Who's being deceived? As GP points out, it's in the privacy policy: "For pre-release and free versions of the software, users cannot opt out of usage data collection."
There isn't enough time in the day to read all the privacy policies and terms of service for all the things that we use. Just because something is written in the small print does not magically make it OK.
I agree mostly, but come on, whenever a big company like MS, Google etc puts this in privacy policy, anyone on HN learns about this pretty quick,and tbh I don't think anyone will upgrade to paid version for preventing basic usage data collection
It's probably worth pointing out that this is Visual Studio Code, rather than Visual Studio - the audience for the former is fairly small by comparison!
The problem isn't filtering but determining what to look for - a lot of these are hosted on things like AWS or some CDN, which means machines with very generic hostnames, and you'd have to catch a meaningful DNS lookup to get started. If the traffic is encrypted, you still have no great idea what's actually being sent (is it fragments of the file you're working on, which keys you've pressed in the last 10 secons, or an automatic update check? They could all be similar sizes), and if the application is doing security "correctly" it will be very hard to MITM.

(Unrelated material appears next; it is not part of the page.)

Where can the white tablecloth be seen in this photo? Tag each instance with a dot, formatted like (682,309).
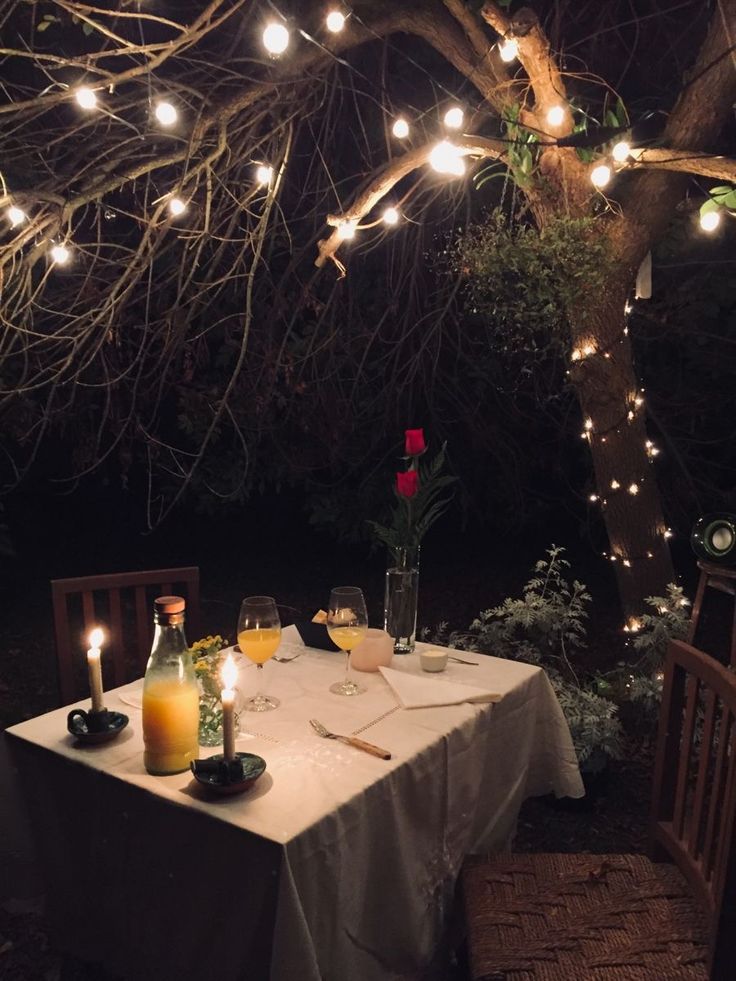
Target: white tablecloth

yep cloud everything... noticed a while ago (after installing little snitch) that anything typed (and pasted?) into OSX ⌘-space search also calls out to the cloud to get suggestions. not cool.
This is explicitly called out when you start using Spotlight in OS X, and it links to an option which allows you to turn the feature off. This is a complaint about nothing.
I guarantee you that you did see the dialog the first time you pressed ⌘-Space after upgrading to a version of OS X that includes Siri Search. You probably just skipped past it without thinking and then forgot.
You also get told before you are mugged; telling you about it has absolutely no bearing on whether the action that follows is acceptable.
Even if they tell you about it, it's still a bad idea. There's plenty of legalese that people don't read because life is too short. It would be better if this wasn't the default.
I know, no analogy is perfect. I am saying that getting mugged or having your keystrokes sent somewhere is inherently bad as default and should be opt-in, not opt-out.
Another consequence of the "cloud everything" trend. I feel like it's almost a deliberate plan to make everyone's machines constantly send and receive data over dozens of active connections, so the odd one occasionally sending out something that shouldn't be will easily "get lost in the noise"... You could even say that at least this time they were nice enough to tell you and send data in cleartext so you can easily see what's going on. Imagine if it used HTTPS, added another layer of encryption/obfuscation on top of that, and the notice was buried deep in a long license agreement, how long would it take someone to discover it?
What astounds me is that 20K(!) Visual Studio users --- so presumably NOT the "average barely-computer-literate" user we often like to think of as being the ones to get fooled by schemes like this --- probably saw the notice, but didn't give a second thought to installing something like this? These are developers, the people writing today's and tomorrow's software. That makes me sad and scared for the future of privacy/security.
Then again, Microsoft's official Visual Studio privacy policy isn't all that much more reassuring:
https://www.visualstudio.com/en-us/dn948229
For pre-release and free versions of the software, users cannot opt out of usage data collection.
Bluntly stated, "You're the product."